Improve Your Credit Score in Six Steps: Credit Repair for Dummies
It is on the minds of millions of Americans: How can I adequately, economically, and efficiently improve my credit score?
Your credit score can adversely affect so many different aspects of your life. Even job applicants are being passed over due to poor credit reports. Insurance premiums are often decided, in whole or in part, by a candidate's credit score. Therefore, it's relatively safe to say that a poor credit rating can definitely affect your quality of life. But the process of improving your credit score doesn't have to be a struggle. There are several resources available for the purpose of doing just that. Though the process may be lengthy, it is usually well worth it, and there is no shortage of qualified industry professionals to help you navigate the trail. For that person who is starting their journey along the path of credit repair, these tips from top resources could prove quite useful.
Step 1 – Clean up your (credit) act: First, clean up any errors that show up on your report. This is a simple process that could also require some patience on your part. According to Forbes.com, nearly 70 percent of all credit reports have errors on them; some that could have a serious effect on your score. To improve your credit, this is an essential first step to take.
Step 2 – Debt repayment: Develop a debt repayment plan and stick to it. It is important that you understand the terms of the agreement, especially if you're contracting with a credit repair agency. You can always negotiate your own plan with creditors but sometimes for the sake of consolidation; seeking help from a qualified credit repair service might be helpful and more efficient. There are also non-profit credit counseling and consolidation agencies available to help you negotiate a fair credit improvement plan.
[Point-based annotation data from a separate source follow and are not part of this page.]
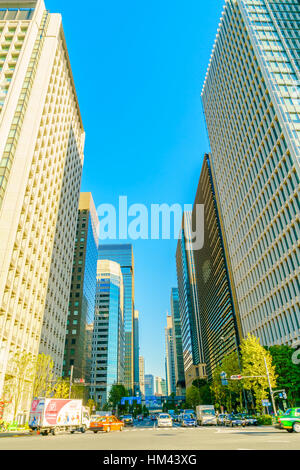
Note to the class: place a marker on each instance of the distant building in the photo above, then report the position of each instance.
(170, 359)
(252, 109)
(108, 336)
(177, 337)
(149, 385)
(123, 255)
(83, 289)
(142, 375)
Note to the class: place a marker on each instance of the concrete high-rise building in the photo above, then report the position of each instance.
(177, 336)
(149, 385)
(219, 321)
(108, 337)
(170, 357)
(142, 375)
(41, 158)
(136, 349)
(160, 387)
(251, 99)
(83, 289)
(123, 254)
(193, 357)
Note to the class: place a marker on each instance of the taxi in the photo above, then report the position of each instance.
(106, 424)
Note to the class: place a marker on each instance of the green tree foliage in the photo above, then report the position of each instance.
(43, 382)
(204, 391)
(117, 392)
(288, 373)
(192, 397)
(253, 355)
(19, 381)
(61, 389)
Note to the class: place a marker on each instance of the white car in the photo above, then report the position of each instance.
(164, 420)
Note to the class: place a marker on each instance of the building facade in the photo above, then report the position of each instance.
(136, 349)
(177, 336)
(142, 375)
(41, 159)
(108, 335)
(193, 357)
(219, 320)
(123, 254)
(170, 357)
(149, 385)
(83, 289)
(251, 101)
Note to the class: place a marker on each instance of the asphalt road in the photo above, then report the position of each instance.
(145, 436)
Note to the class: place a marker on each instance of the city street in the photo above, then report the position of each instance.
(145, 436)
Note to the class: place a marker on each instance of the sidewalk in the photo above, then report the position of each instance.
(14, 434)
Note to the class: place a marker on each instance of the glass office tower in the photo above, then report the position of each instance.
(170, 357)
(123, 254)
(83, 290)
(251, 100)
(136, 349)
(219, 321)
(177, 336)
(193, 357)
(149, 385)
(108, 337)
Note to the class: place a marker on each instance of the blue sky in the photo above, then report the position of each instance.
(139, 68)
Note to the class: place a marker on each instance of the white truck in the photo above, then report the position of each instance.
(50, 415)
(206, 415)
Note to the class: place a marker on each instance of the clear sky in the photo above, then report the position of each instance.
(139, 68)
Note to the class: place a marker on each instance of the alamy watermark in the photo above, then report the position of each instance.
(157, 222)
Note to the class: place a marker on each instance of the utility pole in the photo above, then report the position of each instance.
(270, 386)
(71, 380)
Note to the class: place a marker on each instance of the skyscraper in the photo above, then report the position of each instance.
(252, 108)
(170, 360)
(193, 358)
(149, 385)
(142, 375)
(123, 254)
(136, 349)
(219, 321)
(41, 158)
(108, 337)
(83, 289)
(177, 336)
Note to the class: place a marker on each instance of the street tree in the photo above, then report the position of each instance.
(117, 392)
(61, 389)
(19, 383)
(43, 382)
(253, 355)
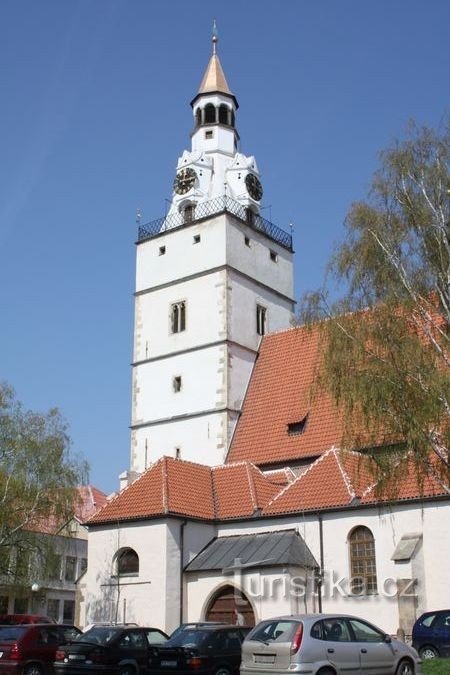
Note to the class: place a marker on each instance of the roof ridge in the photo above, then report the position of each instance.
(294, 482)
(165, 485)
(346, 478)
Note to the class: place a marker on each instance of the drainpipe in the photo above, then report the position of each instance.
(321, 570)
(182, 526)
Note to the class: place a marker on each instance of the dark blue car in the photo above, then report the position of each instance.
(431, 634)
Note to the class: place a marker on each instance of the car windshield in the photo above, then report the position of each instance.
(188, 638)
(101, 635)
(11, 633)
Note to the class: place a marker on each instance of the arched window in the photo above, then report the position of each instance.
(363, 569)
(230, 606)
(223, 114)
(188, 211)
(127, 562)
(210, 114)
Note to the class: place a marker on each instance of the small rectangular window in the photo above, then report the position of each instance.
(71, 568)
(178, 317)
(53, 608)
(69, 611)
(261, 319)
(297, 428)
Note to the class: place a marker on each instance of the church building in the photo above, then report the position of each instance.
(238, 503)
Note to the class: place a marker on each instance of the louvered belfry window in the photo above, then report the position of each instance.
(363, 568)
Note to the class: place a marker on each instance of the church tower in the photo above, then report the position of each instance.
(212, 277)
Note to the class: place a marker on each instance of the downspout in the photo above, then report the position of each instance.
(321, 570)
(182, 526)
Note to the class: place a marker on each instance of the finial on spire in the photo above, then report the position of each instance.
(215, 37)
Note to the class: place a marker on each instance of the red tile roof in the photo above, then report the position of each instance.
(173, 486)
(341, 478)
(176, 487)
(88, 500)
(279, 393)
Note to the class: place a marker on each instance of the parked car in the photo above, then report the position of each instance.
(196, 624)
(15, 619)
(110, 650)
(324, 644)
(30, 649)
(431, 634)
(204, 649)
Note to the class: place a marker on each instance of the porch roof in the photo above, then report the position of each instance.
(242, 551)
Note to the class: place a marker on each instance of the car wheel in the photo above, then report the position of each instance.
(428, 652)
(33, 669)
(405, 667)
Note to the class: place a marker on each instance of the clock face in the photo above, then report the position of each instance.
(184, 180)
(254, 187)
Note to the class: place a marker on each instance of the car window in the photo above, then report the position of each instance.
(364, 632)
(155, 637)
(335, 630)
(233, 641)
(68, 633)
(428, 620)
(188, 638)
(274, 631)
(100, 635)
(48, 636)
(442, 621)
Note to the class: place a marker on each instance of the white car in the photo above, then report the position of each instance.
(324, 644)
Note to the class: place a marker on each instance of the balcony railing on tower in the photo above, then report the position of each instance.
(198, 212)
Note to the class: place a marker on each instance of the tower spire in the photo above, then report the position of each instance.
(215, 38)
(214, 79)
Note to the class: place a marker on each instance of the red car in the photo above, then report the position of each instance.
(30, 649)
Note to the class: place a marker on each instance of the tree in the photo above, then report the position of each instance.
(38, 477)
(386, 340)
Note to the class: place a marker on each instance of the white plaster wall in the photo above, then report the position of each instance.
(436, 554)
(200, 439)
(244, 295)
(387, 528)
(182, 257)
(254, 260)
(203, 385)
(205, 316)
(143, 597)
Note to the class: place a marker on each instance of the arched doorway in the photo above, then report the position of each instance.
(231, 606)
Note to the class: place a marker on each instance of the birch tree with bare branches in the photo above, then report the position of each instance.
(386, 341)
(38, 479)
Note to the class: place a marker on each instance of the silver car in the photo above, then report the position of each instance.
(324, 644)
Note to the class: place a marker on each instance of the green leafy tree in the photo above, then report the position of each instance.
(38, 479)
(386, 340)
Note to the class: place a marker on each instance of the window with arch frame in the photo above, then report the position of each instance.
(127, 562)
(363, 569)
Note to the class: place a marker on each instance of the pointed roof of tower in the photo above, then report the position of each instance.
(214, 79)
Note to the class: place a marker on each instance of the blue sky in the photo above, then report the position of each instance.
(95, 111)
Step 3 – Pay major credit qualifiers first. On time, every time: Any debt, such as credit card debt, mortgage or rent payments, and utilities. The more accounts that you have that are current and in good standing, the better your score becomes. Furthermore, as your number of good standing accounts increases and your delinquent accounts slowly get paid off and come current, the better your credit score becomes.
Step 4 – How to deal with lack of credit: If your problem relates to lack of credit, it can definitely be frustrating to try and establish credit. A good way to work around this is to open a secured line of credit with your own money. This is typically done through a bank. Most services will help you obtain a secured line of credit when you have no credit to show because they don't really have much to risk. Be wary, however, and make certain you understand fully the terms of the credit line agreement, especially if there is an APR, annual fee, or any other financing charges for carrying your secured credit line. Once you've made some timely payments, you may be able to build upon your momentum and apply for an unsecured credit line.
Step 5 – Limit your overall credit activity: Be careful of the amount of credit accounts you apply at once or have open at a time. This is a huge red flag for the credit bureaus and could indicate that you're cash poor. That makes some credit agencies nervous because if at any time the rug gets pulled out from under you, say you lose your job for example, then they're not getting paid. So make sure that you have a strong income to debt ratio and keep all credit accounts paid down as low as possible.
Step 6 – Consider a security freeze: During the process of improving your credit, it also might be a wise idea to put a security freeze on your credit report, especially if you've been victim to identity theft. This is also used to prevent identity theft. No new accounts can be opened during a security freeze until it has been lifted.
It is true that the process of credit repair can be a time consuming and, at times, an overwhelming one. Laying some strong groundwork is first and foremost to start the process. Researching and being knowledgeable about the process can help you determine if the time, effort, and money is something you can manage on your own or if it would make more sense to hire a professional. Obviously there are pros and cons to either scenario but in each unique situation, the best decision is the one that leads to positive results.